Who is at Fault in a T-bone Collision

T-bone collisions take their name from the semiotic implication of their letter. It occurs when two vehicles collide into a T shape, wherein one car crashes into the side of another with its front. The front-facing vehicle is defined as the striking vehicle. Finding fault in a T-bone collision is, unfortunately, very dependent on the specific crash.

Who is at Fault in a T-bone Collision 2

T-bone mortality statistics

T-bone mortality statistics range depending on the type of vehicle, with larger cars such as SUVs receiving comparatively fewer cases of driver fatality, but are still, in large effect, as high risk for injury and trauma. Other conditions offer insight into the percentile risks of a T-bone accident.

The age and age difference of the vehicle being a defining factor when considering how well a car is defended from side collisions. Older cars fair exceptionally worse, but all side impacts are much more dangerous than the front, where airbags and buffers are in place.

Statistics also account for age demographics when factoring the physical preparedness of the driver. Regardless, fatality in passenger vehicles – from comparative studies – found that more than 60% of T-bone collision crashes result in passenger vehicle driver death. This is in no way a redeemable amount, and the fault and preventative measures of drivers must be considered when facing injury or other damages.
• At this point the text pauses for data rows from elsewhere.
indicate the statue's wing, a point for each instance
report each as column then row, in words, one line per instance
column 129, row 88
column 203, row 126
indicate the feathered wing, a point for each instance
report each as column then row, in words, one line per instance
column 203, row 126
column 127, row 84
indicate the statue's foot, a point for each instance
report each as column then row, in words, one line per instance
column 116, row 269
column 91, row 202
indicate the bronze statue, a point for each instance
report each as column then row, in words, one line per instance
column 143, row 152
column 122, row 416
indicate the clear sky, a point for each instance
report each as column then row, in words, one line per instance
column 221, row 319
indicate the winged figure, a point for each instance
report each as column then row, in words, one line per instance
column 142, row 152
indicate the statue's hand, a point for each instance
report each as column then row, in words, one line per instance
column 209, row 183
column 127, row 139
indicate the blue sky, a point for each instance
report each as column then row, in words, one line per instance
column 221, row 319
Traffic law for T-bone collisions

One or both vehicles involved can be at fault of a T-bone collision, although most often, the blame is assumed against the striking vehicle. Common T-bone collisions result from disobeying traffic laws. The perpetrating vehicle may have ignored yield signs, traffic signs, or stoplights, or have otherwise been reckless on the road, failing to follow the traffic flow.

However, the same can be said about the side impacted vehicle, which might have been the one at fault for the crash. A T-bone collision necessitates that one of the drivers acted or were forced to go against traffic law, but it is often unclear which vehicle was at fault in the first place.

Risks associated with the prevalence of T-bone collisions are also affected by vehicle defects. Vehicle defects mean that the driver has failed their responsibility to ensure that their car is fit to participate in traffic, and, therefore, the fault may be theirs.

It is essential to find evidence if you or a loved one has been involved in a traffic accident. The Grossman Law Firm lawyers offer the opportunity to ease the process of determining fair compensation through insurance.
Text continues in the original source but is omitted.